Xi expresó su interés por mantener la coordinación con Trump en relación a Pyongyang, en un momento de escalada de tensiones tras los repetidos lanzamientos de misiles balísticos por parte del régimen norcoreano.

Se espera que la flota estadounidense USS Carl Vinson llegue a aguas cercanas de la península coreana el fin de semana. La Marina japonesa planea un ejercicio conjunto con los barcos estadounidenses, informó hoy el Ministerio de Defensa de Tokio, aunque no existen planes concretos.

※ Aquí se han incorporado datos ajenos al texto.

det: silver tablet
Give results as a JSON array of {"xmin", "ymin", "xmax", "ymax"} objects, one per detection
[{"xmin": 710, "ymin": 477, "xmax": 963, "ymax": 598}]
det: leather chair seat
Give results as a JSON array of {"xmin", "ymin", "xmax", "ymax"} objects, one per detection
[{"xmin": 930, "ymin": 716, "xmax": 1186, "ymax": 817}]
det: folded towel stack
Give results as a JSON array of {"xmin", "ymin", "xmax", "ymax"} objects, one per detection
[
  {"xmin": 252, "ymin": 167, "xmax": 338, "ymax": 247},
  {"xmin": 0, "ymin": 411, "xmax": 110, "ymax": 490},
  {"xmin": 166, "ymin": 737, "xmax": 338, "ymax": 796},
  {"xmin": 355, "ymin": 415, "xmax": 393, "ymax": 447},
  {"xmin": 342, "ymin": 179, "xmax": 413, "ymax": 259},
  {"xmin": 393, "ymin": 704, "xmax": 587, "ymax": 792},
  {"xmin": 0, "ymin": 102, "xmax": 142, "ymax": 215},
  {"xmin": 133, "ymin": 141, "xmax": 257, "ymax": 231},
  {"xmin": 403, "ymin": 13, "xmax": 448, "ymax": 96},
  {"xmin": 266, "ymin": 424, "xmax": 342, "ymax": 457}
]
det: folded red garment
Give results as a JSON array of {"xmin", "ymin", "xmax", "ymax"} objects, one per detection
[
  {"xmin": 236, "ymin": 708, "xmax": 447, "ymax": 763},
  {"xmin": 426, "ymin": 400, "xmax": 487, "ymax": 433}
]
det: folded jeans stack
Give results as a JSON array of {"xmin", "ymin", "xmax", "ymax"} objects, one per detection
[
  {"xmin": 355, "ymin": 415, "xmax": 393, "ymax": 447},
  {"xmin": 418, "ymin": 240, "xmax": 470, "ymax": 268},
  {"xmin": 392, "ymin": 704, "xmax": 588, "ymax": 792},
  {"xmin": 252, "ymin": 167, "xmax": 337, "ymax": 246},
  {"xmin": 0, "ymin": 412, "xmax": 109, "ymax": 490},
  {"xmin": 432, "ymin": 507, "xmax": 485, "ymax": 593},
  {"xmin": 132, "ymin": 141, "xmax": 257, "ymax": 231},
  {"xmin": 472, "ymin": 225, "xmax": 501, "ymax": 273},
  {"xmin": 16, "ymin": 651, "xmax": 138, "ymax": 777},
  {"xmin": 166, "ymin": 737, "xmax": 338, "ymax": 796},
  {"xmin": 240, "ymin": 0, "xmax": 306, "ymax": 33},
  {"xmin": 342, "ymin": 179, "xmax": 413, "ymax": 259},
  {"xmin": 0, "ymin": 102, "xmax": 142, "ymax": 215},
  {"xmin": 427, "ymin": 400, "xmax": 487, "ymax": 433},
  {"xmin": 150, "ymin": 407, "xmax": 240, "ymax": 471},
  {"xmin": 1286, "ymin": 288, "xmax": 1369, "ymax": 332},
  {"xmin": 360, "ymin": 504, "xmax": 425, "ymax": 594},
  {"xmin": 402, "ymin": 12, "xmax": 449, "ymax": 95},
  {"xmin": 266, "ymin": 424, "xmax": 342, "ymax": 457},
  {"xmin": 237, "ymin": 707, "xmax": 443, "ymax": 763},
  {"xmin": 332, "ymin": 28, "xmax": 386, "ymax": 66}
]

Tras el envío de un portaaviones estadounidense a la región, Xi le aseguró a Trump que el objetivo de su país sigue siendo una península libre de armas nucleares para garantizar la paz y la estabilidad, pero que quiere hacerlo con "medios pacíficos", según lo citan los medios estatales.

"Corea del Norte está buscando problemas. Si China decide ayudar, estaría muy bien. ¡Si no, solucionaremos el problema sin ellos!", tuiteó Trump. "Le expliqué al presidente de China que tendrían un acuerdo comercial mucho mejor con Estados Unidos si solucionan el problema de Corea del Norte", afirmaba en otro tweet.

Siria. En su llamada al presidente estadounidense, ambos líderes también hablaron del conflicto sirio y Xi aseguró que cualquier uso de armas químicas es "inaceptable".

El líder chino consideró que la cumbre de Florida fue "muy exitosa" y aseguró que se alcanzaron acuerdos "importantes", remarcó CCTV.

No obstante, abogó por solucionar la disputa por "la vía política", una semana después de que Trump lanzara un ataque aéreo en Siria contra el régimen de Bachar al Asad, al que culpa del ataque con productos químicos perpetrado en el norte del país la semana pasada.

El presidente chino subrayó el papel de la ONU como mediador y esperó que el Consejo de Seguridad pueda mostrarse "unido", en un momento de clara división entre sus miembros.

La llamada entre Xi y Trump se produce pocos días después de que ambos dignatarios mantuvieran su primer "cara a cara" en Florida, en el club privado Mar-a-Lago que Trump posee en Palm Beach.

El líder chino consideró que la cumbre de Florida fue "muy exitosa" y aseguró que se alcanzaron acuerdos "importantes", remarcó CCTV.

La reunión permitió que ambos se conocieran mejor, subrayó Xi, y confió en que los contactos ayuden a promover la cooperación en todos los ámbitos, incluso en el comercial, uno de los principales asuntos de fricción entre las dos mayores economías del mundo.

Uno de los frutos de la reunión en Florida fue el anuncio de un plan de acción de cien días sobre el comercio entre EEUU y China.